This is an amazing record for sure! Equinox from the U.K. releases his debut LP, It’s Hard To Be Happy When Your Head Is Full Of Sin, on January 19 via Recordiau Prin. The Mancunian spoken word artist–actually an urban poet–wrote 14 pieces, inviting a remarkable range of artists who donated their music and sounds.
Alternative pop, rock, and freestylers like Feral Five, Vince Clark (Erasure/DM/Yazzoo), as well as the independent scene’s Ceiling Demons, Rosie Bans, and Snippet accepted the challenge (indeed) and threw some dedicated musings and sonic-scapes under Equinox’s poetry.
This is spoken word art from Albion where the genre was expanded by Kate Tempest‘s artistic/poetic flow, and some years before by Tricky (Massive Attack and as solo). Equinox meets the same standards as almost all in the spoken word genre: Cutting-edge poems on urban life and it’s lineaments, a good recital narrative, and a clean confident voice.
I know it all brings trip-hop to mind, or maybe some darkly low-bop, but it’s not like that in here.

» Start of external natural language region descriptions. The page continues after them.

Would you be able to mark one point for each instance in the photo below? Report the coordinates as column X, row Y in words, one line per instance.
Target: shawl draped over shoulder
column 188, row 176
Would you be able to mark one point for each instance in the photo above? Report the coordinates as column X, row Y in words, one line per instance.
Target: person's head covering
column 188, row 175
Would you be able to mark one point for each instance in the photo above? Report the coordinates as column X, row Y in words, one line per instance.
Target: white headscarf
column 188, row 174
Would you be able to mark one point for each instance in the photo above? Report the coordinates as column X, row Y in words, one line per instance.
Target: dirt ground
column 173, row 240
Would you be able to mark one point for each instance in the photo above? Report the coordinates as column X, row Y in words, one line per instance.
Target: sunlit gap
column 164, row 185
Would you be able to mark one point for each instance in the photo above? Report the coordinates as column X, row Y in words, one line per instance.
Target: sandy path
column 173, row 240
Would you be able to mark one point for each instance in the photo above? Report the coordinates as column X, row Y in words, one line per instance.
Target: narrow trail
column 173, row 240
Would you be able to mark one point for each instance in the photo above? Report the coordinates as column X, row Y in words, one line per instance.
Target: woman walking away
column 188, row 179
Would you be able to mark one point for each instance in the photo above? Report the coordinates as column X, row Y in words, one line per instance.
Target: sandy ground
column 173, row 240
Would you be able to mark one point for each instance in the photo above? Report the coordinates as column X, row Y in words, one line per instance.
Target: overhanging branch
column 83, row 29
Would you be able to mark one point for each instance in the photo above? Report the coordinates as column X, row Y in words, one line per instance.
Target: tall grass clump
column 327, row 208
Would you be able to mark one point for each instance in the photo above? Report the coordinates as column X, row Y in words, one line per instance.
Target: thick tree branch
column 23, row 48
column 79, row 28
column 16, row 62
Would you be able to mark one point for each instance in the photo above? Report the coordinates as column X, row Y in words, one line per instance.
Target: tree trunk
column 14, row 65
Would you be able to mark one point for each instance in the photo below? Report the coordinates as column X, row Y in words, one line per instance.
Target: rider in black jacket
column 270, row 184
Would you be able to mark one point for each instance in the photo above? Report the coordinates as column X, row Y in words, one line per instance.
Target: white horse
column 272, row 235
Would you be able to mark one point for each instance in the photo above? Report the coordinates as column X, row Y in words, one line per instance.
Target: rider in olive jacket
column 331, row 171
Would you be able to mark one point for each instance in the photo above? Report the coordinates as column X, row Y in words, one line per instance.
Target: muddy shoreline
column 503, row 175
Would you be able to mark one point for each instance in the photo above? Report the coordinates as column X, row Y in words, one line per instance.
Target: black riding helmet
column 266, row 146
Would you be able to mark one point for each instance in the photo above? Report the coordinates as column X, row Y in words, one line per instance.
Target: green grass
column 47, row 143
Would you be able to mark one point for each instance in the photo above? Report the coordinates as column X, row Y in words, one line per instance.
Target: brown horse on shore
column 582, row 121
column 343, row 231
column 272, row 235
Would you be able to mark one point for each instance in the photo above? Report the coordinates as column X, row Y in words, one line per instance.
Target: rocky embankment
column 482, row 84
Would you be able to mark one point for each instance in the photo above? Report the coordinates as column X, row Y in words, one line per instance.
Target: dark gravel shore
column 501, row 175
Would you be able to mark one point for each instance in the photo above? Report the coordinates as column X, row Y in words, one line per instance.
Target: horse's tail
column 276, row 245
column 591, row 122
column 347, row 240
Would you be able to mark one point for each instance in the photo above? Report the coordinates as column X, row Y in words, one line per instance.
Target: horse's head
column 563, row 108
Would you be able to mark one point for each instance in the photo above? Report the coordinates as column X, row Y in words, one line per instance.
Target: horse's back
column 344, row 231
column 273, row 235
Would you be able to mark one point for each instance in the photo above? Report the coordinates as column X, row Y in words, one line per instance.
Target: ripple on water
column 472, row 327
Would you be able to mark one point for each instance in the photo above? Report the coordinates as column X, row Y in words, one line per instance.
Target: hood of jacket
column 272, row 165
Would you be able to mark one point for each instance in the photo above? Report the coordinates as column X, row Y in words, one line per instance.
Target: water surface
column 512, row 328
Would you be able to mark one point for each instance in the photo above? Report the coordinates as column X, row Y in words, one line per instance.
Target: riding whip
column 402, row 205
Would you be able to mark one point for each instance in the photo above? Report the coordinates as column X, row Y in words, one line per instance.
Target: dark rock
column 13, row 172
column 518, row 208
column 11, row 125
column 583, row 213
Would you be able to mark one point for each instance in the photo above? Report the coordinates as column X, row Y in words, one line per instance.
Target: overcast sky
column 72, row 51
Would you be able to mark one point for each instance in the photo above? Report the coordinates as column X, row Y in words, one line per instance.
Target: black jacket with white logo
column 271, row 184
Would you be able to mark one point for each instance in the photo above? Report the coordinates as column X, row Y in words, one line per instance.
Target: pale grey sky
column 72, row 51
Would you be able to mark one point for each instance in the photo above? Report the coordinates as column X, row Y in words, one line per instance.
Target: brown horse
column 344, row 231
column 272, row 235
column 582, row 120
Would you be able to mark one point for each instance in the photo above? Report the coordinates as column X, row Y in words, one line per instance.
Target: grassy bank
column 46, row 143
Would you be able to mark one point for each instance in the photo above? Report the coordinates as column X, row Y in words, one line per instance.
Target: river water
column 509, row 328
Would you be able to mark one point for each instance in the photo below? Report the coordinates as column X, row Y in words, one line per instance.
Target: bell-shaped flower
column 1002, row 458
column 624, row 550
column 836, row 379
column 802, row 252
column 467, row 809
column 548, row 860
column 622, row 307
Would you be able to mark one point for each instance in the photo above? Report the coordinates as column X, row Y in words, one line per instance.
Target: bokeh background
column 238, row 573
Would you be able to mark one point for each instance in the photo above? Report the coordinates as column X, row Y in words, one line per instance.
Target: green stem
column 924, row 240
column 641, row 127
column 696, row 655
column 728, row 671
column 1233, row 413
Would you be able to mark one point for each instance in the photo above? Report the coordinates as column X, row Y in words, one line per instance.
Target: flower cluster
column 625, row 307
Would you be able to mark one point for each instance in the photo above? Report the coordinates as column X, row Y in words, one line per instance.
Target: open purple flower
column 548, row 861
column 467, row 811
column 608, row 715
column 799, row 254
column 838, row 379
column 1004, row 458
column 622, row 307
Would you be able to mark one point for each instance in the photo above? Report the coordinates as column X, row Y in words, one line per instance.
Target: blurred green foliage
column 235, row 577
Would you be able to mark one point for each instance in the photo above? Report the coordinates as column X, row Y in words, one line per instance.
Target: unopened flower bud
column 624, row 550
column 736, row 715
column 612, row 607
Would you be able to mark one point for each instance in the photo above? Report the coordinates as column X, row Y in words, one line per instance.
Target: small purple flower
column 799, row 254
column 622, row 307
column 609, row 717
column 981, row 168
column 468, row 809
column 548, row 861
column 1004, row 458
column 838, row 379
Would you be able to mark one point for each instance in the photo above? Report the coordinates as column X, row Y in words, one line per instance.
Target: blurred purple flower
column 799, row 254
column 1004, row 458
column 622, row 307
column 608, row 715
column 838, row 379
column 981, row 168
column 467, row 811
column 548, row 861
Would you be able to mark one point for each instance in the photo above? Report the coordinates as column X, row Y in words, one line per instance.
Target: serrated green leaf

How trip-hop is Vince Clark (for example)? Not at all! The record is not based on one kind of music; it doesn’t represent a genre, but exposes the urban art as a whole. If I asked you to choose your favorite book of poetry (by one artist only), what kind of sonic environment would you land in? Electronic? Trip-hop? Ambient? Amplified? All of them ornone? It’s Hard To Be Happy When Your Head Is Fool Of Sin is actually a collection of urban poems dressed in brilliant arrangements by 14 different musicians–an ambitious work in a wide range of expression.
The poetry of Equinox takes no prisoners, with subject matter ranging from male suicide to prostitution, but with equal amounts of undying love and devotion. Powerful, not random, yet almost incidental circumstances in immersive words, and appropriate music, like here in Kiss feat. Feral Five:
Don’t expect the whole record to sound like that. For example, I’ll shift to Goodnight Vienna feat Vince Clarke, where the musician approaches the poem with a quite ambient/electronic perspective. The whole outlook offers an unlikely “Zabriskie” or “Hitchcock” viewpoint.
The record also rocks! Like in Humankind feat deux furieuses, the Albion alternative post-punk rockers who, once they heard the poem narrated by Equinox, unveiled a rocking loop to support it’s global urban meaning.
You’ll find many more progressive varieties here, and the result will please you because it is all arranged and designed with great care through Equinox’s work. Not like, Vince Clarke will make us dance…and the guys will come with their amps to throw a damn loud rockin’ party. Each poem has its own unique musical identity that merge as a solid ground for the artist’s spoken word!